Several epidemiological studies have shown that consuming allium vegetables is associated with a decreased risk of various diseases (11,12). Among them, garlic (Allium sativam L.) has long been used for culinary and medicinal purposes in numerous cultures. Accumulating studies have demonstrated that garlic has a wide range of biological activities against a number of chronic diseases, including cardiovascular problems, diabetes, infections and even cancer (1315). Garlic is a particularly rich source of organosulfur compounds (OSCs), such as diallyl sulfide (DAS), diallyl disulfide (DADS) and diallyl trisulfide (DATS), which are believed to be responsible for its flavor and aroma, as well as its potential health benefits (1618). In particular, studies have shown that the antioxidant potential is in the order DATS > DADS > DAS (1921). Na et al (22) found the same order for the anticancer potential, suggesting that the number of sulfur atoms plays a vital role in the biological activities of OSCs. Although DATS has been suggested recently as the strongest inhibitor of cyclooxygenase-2 (COX-2) and inducible nitric oxide synthase (iNOS) among OSCs (21,23), the molecular mechanisms underlying the anti-inflammatory effects of DATS have not been extensively explored.

Therefore, the present study was carried out to further investigate the potential anti-inflammatory effect and underlying molecular mechanism of DATS using a murine RAW 264.7 macrophage model, which can be stimulated with LPS to mimic a status of inflammation.
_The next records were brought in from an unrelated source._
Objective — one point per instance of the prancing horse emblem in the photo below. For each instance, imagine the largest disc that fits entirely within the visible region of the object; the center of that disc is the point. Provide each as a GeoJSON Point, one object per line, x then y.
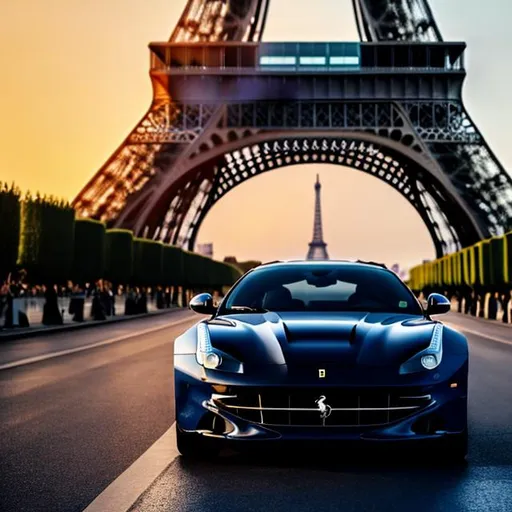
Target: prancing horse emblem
{"type": "Point", "coordinates": [325, 410]}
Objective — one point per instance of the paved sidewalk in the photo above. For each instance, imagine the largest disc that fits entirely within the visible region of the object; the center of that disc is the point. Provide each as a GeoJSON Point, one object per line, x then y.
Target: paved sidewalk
{"type": "Point", "coordinates": [39, 329]}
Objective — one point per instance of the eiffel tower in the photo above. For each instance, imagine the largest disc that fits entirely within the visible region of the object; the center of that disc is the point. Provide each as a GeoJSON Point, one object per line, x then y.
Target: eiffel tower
{"type": "Point", "coordinates": [317, 247]}
{"type": "Point", "coordinates": [228, 107]}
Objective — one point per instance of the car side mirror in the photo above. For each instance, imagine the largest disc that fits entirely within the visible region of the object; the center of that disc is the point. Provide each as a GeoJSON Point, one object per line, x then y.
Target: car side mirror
{"type": "Point", "coordinates": [437, 304]}
{"type": "Point", "coordinates": [202, 304]}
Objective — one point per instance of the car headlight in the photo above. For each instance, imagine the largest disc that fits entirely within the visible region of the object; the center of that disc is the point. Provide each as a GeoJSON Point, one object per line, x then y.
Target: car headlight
{"type": "Point", "coordinates": [427, 359]}
{"type": "Point", "coordinates": [213, 358]}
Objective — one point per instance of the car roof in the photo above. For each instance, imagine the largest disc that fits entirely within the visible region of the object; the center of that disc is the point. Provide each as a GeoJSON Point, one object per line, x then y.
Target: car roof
{"type": "Point", "coordinates": [286, 263]}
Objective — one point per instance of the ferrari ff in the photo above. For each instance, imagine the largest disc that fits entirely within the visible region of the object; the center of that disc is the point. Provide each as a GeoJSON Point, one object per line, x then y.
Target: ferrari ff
{"type": "Point", "coordinates": [320, 350]}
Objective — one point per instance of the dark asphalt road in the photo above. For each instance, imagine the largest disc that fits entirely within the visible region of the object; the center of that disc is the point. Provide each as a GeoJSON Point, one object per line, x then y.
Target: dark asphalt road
{"type": "Point", "coordinates": [70, 425]}
{"type": "Point", "coordinates": [374, 483]}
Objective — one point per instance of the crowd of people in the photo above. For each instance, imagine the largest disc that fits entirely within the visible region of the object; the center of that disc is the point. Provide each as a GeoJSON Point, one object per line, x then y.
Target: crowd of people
{"type": "Point", "coordinates": [16, 294]}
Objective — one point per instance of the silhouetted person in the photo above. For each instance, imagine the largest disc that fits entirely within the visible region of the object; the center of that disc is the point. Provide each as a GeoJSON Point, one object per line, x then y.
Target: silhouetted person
{"type": "Point", "coordinates": [160, 303]}
{"type": "Point", "coordinates": [51, 313]}
{"type": "Point", "coordinates": [97, 311]}
{"type": "Point", "coordinates": [142, 303]}
{"type": "Point", "coordinates": [76, 304]}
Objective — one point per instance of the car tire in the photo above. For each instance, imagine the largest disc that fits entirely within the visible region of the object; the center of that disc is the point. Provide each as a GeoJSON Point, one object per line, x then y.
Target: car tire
{"type": "Point", "coordinates": [194, 446]}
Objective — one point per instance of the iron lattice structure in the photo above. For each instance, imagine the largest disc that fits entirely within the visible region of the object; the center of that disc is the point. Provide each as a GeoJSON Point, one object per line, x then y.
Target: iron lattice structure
{"type": "Point", "coordinates": [400, 117]}
{"type": "Point", "coordinates": [317, 247]}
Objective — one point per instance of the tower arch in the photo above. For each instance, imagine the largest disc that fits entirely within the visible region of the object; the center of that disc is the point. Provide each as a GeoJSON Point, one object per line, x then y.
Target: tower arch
{"type": "Point", "coordinates": [182, 207]}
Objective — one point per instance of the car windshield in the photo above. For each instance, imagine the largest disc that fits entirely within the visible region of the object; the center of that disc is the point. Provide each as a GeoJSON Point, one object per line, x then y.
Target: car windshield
{"type": "Point", "coordinates": [316, 287]}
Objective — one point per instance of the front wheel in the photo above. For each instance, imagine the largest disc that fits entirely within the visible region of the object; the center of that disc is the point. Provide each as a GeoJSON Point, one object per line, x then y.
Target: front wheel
{"type": "Point", "coordinates": [195, 446]}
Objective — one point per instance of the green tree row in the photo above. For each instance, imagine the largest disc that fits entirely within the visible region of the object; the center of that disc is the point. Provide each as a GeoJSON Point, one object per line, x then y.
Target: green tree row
{"type": "Point", "coordinates": [42, 235]}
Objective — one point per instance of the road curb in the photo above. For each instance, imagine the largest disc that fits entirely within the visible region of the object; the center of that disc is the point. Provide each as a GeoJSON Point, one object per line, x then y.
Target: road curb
{"type": "Point", "coordinates": [32, 333]}
{"type": "Point", "coordinates": [122, 494]}
{"type": "Point", "coordinates": [484, 321]}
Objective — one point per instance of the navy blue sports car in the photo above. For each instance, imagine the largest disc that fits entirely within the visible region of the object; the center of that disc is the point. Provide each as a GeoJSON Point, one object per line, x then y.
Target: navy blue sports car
{"type": "Point", "coordinates": [325, 350]}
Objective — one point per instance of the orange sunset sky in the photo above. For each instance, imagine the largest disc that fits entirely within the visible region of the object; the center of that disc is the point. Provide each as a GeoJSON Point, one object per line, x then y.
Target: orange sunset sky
{"type": "Point", "coordinates": [75, 82]}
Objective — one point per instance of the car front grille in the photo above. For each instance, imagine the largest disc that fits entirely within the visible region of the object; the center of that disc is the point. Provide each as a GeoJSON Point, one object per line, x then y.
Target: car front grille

The results suggest that DATS effectively suppresses LPS-induced inflammatory signaling by inactivating the NF-κB pathway and inhibiting TLR4.

Materials and methods

Cell culture

The murine RAW 264.7 macrophage cell line was obtained from the American Type Culture Collection (Manassas, VA, USA) and was cultured in Dulbecco’s modified Eagle’s medium (Gibco-BRL, Grand Island, NY, USA) supplemented with 10% fetal bovine serum (Gibco-BRL), 100 U/ml penicillin, 100 μg/ml streptomycin, and 2 mM L-glutamine, at 37°C in a 5% CO2 humidified air environment.

DATS treatment and MTT assay

DATS was obtained from LKT Laboratories (St. Paul, MN, USA) and was dissolved in dimethyl sulfoxide (DMSO; Sigma-Aldrich, St. Louis, MO, USA) as a 100 mM stock solution and was stored in aliquots at −20°C. RAW 264.7 cells were incubated with different concentrations of DATS or 100 ng/ml LPS (Sigma-Aldrich) alone, or pretreated with DATS for 1 h before LPS for the cell viability assay. After 24 h, the medium was removed and the cells were incubated with 0.5 mg/ml 3-(4,5-dimethylthiazol-2-yl)-2,5-di-phenyltetrazolium bromide (MTT; Sigma-Aldrich) solution for 2 h. The supernatant was discarded and the formazan blue, which was formed in the cells, was dissolved in DMSO. Optical density was measured at 540 nm with a microplate reader (Dynatech Laboratories, Chantilly, VA, USA) and growth inhibition was assessed as the percent viability, in which vehicle-treated cells were considered as 100% viable.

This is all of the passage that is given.